When we see that a deal is on offer online for a certain period of time, our decision-making process changes drastically. The way we assess the information about the product or the way we evaluate our needs and expectations as a customer are affected, too. For instance, various experiments conducted on this subject suggest that customers are more likely to feel like they need a product if the deal is on offer for a limited period of time, so they are more likely to make a purchase. In other words, what is tempting about online deals is not limited to the fact that there is a price advantage. As consumers, we have a much more complex relationship with time. But how does time pressure affect our decisions as customers?
Time-Limited Offers and Anticipating Regret
When you spot a time-limited offer on an online shopping platform, we instantly fasten our decision-making process. We feel like we have to make a quick decision. However, this is not the only effect of time-limited offers. According to scientists K.K. Inman and L. McAlister, time-limited offers and promotions can be explained through “regret theory”. So, when a customer spots a time-limited deal, we start anticipating regret for the future because we feel like we are going to regret not purchasing the product on offer when the offer is no longer available, which leads us to be more likely to make the purchase in order not to experience regret. The closer the expiration time, the more we anticipate regret for the future, which means we are more likely to get the deal. This theory also explains why millions of consumers are looking forward to Black Friday every year. We start getting bombarded with Black Friday ads months before, which fuels to anticipation of regret for the future.
To read more on this theory:
(Inman, J. J. and McAlister, L. (1994), "Do coupon expiration dates affect consumer behavior?", Journal of Marketing Research, 31, 423-429.)
Fear of Loss and Prospect Theory
Another approach to this issue is based on something called the “prospect theory”. According to this theory, we go through several stages when we spot a time-limited offer. We initially regard the time-limited offer as a potential gain. So, our interest in the deal is immediately heightened. However, as we continue looking at the deal and reading the details with time, we realize that our chances of missing this deal increase every minute. So, this time we start regarding the deal not as a potential gain, but as a potential loss or a missed opportunity, which fuels our impulse to buy the product.
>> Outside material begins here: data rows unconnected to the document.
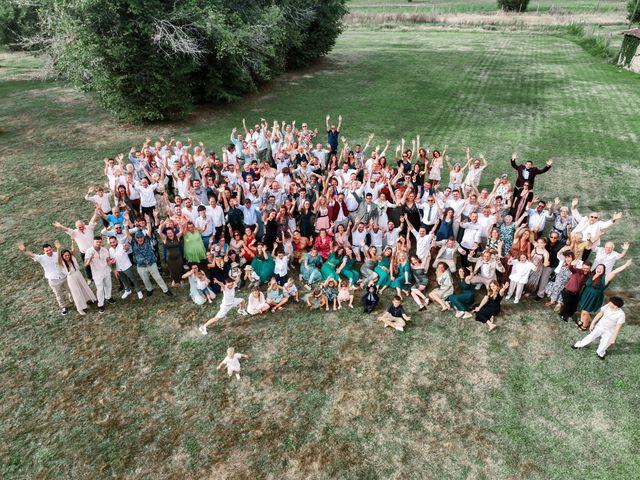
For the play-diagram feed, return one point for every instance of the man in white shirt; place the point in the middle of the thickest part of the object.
(485, 269)
(391, 235)
(423, 242)
(538, 218)
(606, 325)
(101, 200)
(204, 224)
(147, 196)
(119, 255)
(608, 257)
(99, 260)
(358, 239)
(82, 235)
(430, 212)
(471, 236)
(485, 220)
(56, 278)
(590, 226)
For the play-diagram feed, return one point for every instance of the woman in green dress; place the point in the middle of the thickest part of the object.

Both the regret theory and the prospect theory have one thing in common: customers’ decision-making process changes in such a way that they feel obliged to make a quick decision based on their future expectations or views on the time-limited offer. So, the customers are deemed more likely to make the purchase because they are afraid of feeling remorse for not getting the deal once the deal is no longer available. This fear shortens a customer’s decision-making process, which, under normal circumstances, is a time allocated for research and contemplation about the product.
Time Pressure Changes the Way We Evaluate A Product
If we have a limited period of time to get a deal, we evaluate the product in a completely different way. For instance, if we have time to think things through, in other words, if there the expiration time is not as close, we go through all the written information provided about the product, which in return affects our final decision. If the expiration time is closer and we have a very limited period of time to make a decision, then we rely more on visuals and we are more likely to ignore the written information on the product page. So, time pressure completely changes the type of information we focus on as customers.
In order to get the best out of time-limited offers online, it is crucial to know how they affect our decision-making processes. Becoming aware of the effects of time pressure on consumers helps us behave more cautiously when we are assessing a time-limited online deal, which prevents buyer’s remorse.